Clifford Pickover’s 2001 book Wonders of Numbers includes a list of the 10 most influential mathematicians alive today, “based on surveys and interviews with mathematicians.” The list:
- Andrew Wiles
- Harold Coxeter
- Roger Penrose
- Edward Witten
- William Thurston
- Stephen Smale
- Robert P. Langlands
- Michael Freedman
- John Horton Conway
- Alexander Grothendieck
The Count.
He loves to count… ah, ah, ah, aaaaaahh!
Just going off of my experience with mathematicians, I don’t think the first word of the OP’s title is used incorrectly. 
Someone who is still alive but who did his work long enough ago that its impact can be meaningfully assessed is John Nash (of A Beautiful Mind fame).
Terrence Tao seems to be the consensus. I was recently at a talk covering some extensions of his work. Tao’s work (which he did for “fun”, apparently) caused distinguished mathematicians to shake their head in disbelief (some extension of Goedel’s dialectica translation to ergodic Ramsey theory, or something).

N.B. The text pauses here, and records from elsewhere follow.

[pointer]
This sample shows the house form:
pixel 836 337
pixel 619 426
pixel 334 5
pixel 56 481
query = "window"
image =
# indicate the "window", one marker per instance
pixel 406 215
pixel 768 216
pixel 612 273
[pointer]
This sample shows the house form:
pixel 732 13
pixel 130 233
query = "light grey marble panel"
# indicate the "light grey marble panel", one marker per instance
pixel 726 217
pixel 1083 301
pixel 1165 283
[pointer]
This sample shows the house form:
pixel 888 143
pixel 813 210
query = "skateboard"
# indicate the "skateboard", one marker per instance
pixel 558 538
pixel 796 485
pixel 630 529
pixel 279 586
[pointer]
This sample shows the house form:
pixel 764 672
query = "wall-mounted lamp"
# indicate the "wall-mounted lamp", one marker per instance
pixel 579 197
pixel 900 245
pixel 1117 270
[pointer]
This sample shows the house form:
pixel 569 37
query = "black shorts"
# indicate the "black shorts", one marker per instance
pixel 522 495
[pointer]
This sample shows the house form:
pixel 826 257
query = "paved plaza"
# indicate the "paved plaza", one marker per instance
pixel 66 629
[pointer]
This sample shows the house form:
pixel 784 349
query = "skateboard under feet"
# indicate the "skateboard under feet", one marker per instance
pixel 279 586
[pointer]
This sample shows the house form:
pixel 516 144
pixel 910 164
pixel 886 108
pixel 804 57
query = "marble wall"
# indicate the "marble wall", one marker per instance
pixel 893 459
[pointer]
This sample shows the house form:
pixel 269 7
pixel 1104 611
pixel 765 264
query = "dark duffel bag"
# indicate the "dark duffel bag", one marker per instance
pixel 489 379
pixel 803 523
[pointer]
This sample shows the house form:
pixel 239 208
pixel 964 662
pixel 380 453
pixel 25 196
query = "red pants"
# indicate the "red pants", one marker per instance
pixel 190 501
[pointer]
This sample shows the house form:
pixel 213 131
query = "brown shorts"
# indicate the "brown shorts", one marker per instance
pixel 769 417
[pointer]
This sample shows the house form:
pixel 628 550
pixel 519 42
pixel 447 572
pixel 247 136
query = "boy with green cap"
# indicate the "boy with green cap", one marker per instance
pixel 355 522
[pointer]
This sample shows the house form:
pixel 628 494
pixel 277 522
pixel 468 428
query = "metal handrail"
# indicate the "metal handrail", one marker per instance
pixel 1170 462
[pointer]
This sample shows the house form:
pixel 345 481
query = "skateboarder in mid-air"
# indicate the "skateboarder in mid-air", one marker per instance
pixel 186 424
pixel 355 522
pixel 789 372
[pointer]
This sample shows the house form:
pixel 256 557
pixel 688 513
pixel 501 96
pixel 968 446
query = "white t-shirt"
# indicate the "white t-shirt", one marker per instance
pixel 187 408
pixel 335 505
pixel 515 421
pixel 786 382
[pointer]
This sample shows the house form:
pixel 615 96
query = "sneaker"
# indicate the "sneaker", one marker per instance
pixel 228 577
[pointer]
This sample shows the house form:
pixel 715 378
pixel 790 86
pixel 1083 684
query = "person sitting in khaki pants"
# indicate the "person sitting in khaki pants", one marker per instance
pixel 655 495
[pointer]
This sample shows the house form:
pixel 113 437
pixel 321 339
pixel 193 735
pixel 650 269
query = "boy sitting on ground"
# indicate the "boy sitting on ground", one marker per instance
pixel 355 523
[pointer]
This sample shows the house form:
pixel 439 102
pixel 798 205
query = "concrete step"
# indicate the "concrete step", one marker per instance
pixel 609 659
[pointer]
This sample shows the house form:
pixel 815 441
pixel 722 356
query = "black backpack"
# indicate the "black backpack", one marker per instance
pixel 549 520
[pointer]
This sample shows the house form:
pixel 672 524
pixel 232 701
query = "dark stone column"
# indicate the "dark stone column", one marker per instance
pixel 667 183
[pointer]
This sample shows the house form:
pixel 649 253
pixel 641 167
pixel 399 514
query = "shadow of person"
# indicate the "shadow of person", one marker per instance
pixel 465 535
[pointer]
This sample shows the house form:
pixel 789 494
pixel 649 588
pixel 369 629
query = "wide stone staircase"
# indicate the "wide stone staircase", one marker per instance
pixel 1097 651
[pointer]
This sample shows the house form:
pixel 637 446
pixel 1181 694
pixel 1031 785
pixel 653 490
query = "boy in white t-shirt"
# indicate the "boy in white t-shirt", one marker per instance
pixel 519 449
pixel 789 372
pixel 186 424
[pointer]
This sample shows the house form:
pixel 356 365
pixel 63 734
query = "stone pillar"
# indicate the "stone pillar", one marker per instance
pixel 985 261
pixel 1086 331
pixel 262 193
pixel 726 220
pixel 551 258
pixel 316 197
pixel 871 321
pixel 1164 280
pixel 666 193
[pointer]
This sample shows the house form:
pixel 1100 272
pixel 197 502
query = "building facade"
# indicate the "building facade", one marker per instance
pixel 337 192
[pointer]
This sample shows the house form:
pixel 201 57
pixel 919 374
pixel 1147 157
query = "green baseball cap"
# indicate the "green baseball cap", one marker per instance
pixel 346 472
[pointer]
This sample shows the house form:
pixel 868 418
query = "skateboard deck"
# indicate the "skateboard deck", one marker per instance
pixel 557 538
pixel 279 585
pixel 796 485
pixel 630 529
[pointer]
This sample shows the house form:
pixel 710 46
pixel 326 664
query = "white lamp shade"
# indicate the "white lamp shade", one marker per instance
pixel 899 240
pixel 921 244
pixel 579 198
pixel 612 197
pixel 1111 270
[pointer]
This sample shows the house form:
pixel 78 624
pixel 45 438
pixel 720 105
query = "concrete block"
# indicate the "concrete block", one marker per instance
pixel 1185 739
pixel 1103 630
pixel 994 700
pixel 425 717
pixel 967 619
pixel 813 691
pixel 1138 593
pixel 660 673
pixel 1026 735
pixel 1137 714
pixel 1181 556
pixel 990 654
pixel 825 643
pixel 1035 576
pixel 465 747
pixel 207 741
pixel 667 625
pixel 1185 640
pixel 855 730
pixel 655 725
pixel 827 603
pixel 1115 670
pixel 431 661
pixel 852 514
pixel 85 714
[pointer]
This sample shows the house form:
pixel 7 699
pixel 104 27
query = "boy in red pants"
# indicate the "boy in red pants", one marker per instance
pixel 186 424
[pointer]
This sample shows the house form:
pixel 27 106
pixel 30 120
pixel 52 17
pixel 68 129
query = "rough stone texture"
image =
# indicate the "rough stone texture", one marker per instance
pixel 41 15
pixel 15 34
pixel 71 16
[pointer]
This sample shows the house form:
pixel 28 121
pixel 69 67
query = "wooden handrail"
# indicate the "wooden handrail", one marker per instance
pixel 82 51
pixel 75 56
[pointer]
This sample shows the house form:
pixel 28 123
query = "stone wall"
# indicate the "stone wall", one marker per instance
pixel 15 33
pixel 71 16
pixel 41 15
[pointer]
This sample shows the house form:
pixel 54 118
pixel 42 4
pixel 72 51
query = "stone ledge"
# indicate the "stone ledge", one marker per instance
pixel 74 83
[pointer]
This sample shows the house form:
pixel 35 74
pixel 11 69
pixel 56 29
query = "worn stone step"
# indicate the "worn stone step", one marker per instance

Let me start by saying that that list is fatuous. Let me take them one by one:
For the second half of the 20th century, most mathematicians would agree on Grothendieck. Wiles is a fine mathematician, but if he is in the top ten he is near the bottom of the list. Langlands has certainly been among the most influential, mostly for his global vision and could be second, though I doubt. Conway should be higher on the list. Coxeter is no longer alive, though he was in 2001. A fine mathematician but very limited range and does not belong on the list. Witten is more of a physicist, but even as a mathematician he blongs well up on the list. Smale was influential (and a colleague of mine) for a time, but he stopped early. I’ve heard him talk on real (as in real numbers) computation and it makes no sense to me. Freedman did some outstanding work, then sold out to the dark side. I have no idea what he has done for Microsoft. Thurston may be in the top 5, but I would have trouble putting him there. That leaves only Penrose. I consider him an ass. Not only did he utterly misunderstand the meaning of the undecidability of the halting problem, after it was explained to him carefully (by me, among others) he just ignored and compounded his error. This is not a mark of greatness. Yes he did some fine work early on, but his later stuff is either trivial or plain wrong.
Someone earlier suggested Perelman. Had he not dropped out completely, that would be an interesting thought. But I concur with an earlier post that it is virtually impossible to know who is doing the best contemporary work. However, Grothendieck was different. Even at the beginning of his career he was widely described as the best mathematician around and his work amply justified that claim. However, he also dropped out early.